In the co-main event, Artur Beterbiev (11-0, 11 KOs), a Russian-born fighter who resides in Montréal, Canada, takes on Enrico Kölling (23-1, 6 KOs) of Berlin, Germany, for the vacant IBF light heavyweight world title. Beterbiev, as his record indicates, is a fearsome knockout puncher, and he has claimed that former champion Andre Ward vacated the title rather than face his mandatory title challenge. Be that as it may, Kölling has fought only in Germany, and once in South Africa. He will have his hands full Saturday night, as Beterbiev packs dangerous power in both hands. What Kölling does have in his favor is experience, which he will need, having gone the full twelve-round distance three times in his career. The German is also well versed in the European amateur ranks, which may prepare him for a fighter of Beterbiev’s caliber. Whether he is prepared for Beterbiev’s pressure and power is another question.

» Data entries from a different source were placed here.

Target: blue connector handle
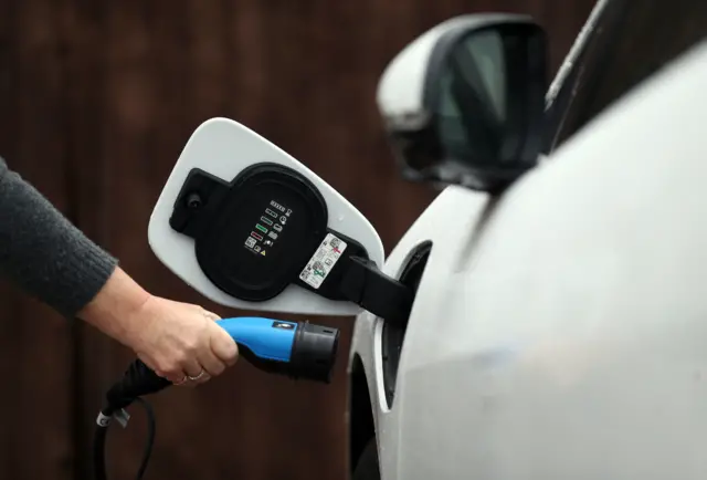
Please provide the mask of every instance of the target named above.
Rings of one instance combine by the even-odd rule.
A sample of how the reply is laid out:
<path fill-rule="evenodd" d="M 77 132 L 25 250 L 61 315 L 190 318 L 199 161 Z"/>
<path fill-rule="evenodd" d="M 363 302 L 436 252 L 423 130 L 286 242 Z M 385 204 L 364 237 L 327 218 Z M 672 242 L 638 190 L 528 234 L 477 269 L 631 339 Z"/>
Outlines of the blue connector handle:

The venue is the Save Mart Center in Fresno, CA, making this a home fight for Ramírez, who sold out the building last December. Tickets may be purchased at select Save Mart Supermarkets, online at Ticketmaster.com, charge by phone at 800-745-3000 800 or at the Save Mart Center Box Office.

Both fights will be televised live and exclusively at 10:30 p.m. ET on ESPN and ESPN Deportes and stream live on the ESPN App.